NEUER: Yes, it is. We believe that and, initially -- I mean, I work in one of our New York offices and initially it was anecdotal. We knew that our phones were busier than they've ever been and then we saw the stats come in. NYPD reporting a steep increase in the spike of incidents after the election and it's of grave concern to us.

CAMEROTA: So what are you doing? What are you advising the Jewish community to do as a result?

NEUER: Well, when it comes to security issues, number one, the most important thing to do is to have a plan. And when you have that anxiety you have to channel that into better security practices. ADL, for many years, has worked with Jewish communities to develop those plans, to practice those plans, and to revisit those plans after incidents take place. There are tremendous resources. The FBI is one but there are community resources available to them, so that's the first thing to do.

And the second to do is to take charge of within our own strata of society. Work within our schools, work to strengthen hate crimes laws. Our schools have anti-bias education, anti-bullying education. People can work with them. And the district can ask what are we teaching our kids and to take control. And I think on a very personal level we can, as well, see how are we speaking to others, how do we speak to our children, and it can be very empowering.

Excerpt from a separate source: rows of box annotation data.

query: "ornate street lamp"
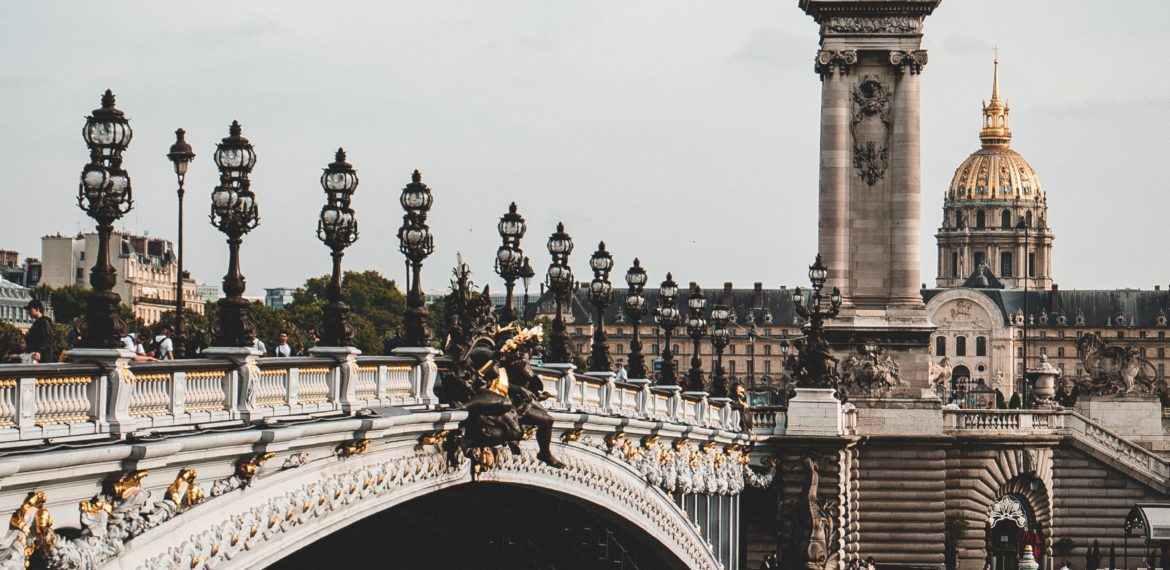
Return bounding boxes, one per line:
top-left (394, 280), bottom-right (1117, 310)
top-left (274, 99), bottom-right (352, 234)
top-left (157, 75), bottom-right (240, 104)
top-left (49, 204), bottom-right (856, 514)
top-left (710, 303), bottom-right (731, 398)
top-left (317, 149), bottom-right (358, 346)
top-left (77, 89), bottom-right (133, 349)
top-left (687, 283), bottom-right (707, 390)
top-left (519, 256), bottom-right (536, 323)
top-left (211, 121), bottom-right (260, 346)
top-left (166, 129), bottom-right (195, 358)
top-left (589, 241), bottom-right (613, 372)
top-left (792, 253), bottom-right (841, 387)
top-left (398, 170), bottom-right (435, 346)
top-left (496, 202), bottom-right (531, 325)
top-left (655, 273), bottom-right (682, 386)
top-left (624, 257), bottom-right (646, 378)
top-left (545, 224), bottom-right (573, 364)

The incident you referred to in New York City -- here are ordinary New Yorkers who went to coat their hand sanitizer who were shocked into silence when they walked into the subway car but decided we want to do something about it. And I think if there is a silver lining it is that this wave of hate has really caused people to stand up and say we want to do something about it.

CAMEROTA: That is a silver lining. Etzion Neuer, thank you very much for telling us all of this and please come back with an update. Thank you.

NEUER: Thank you.

CAMEROTA: All right, we're following a lot of news. Let's get right to it.


TRUMP: You had 109 people out of hundreds of thousands of travelers. All we did was vet those people very, very carefully.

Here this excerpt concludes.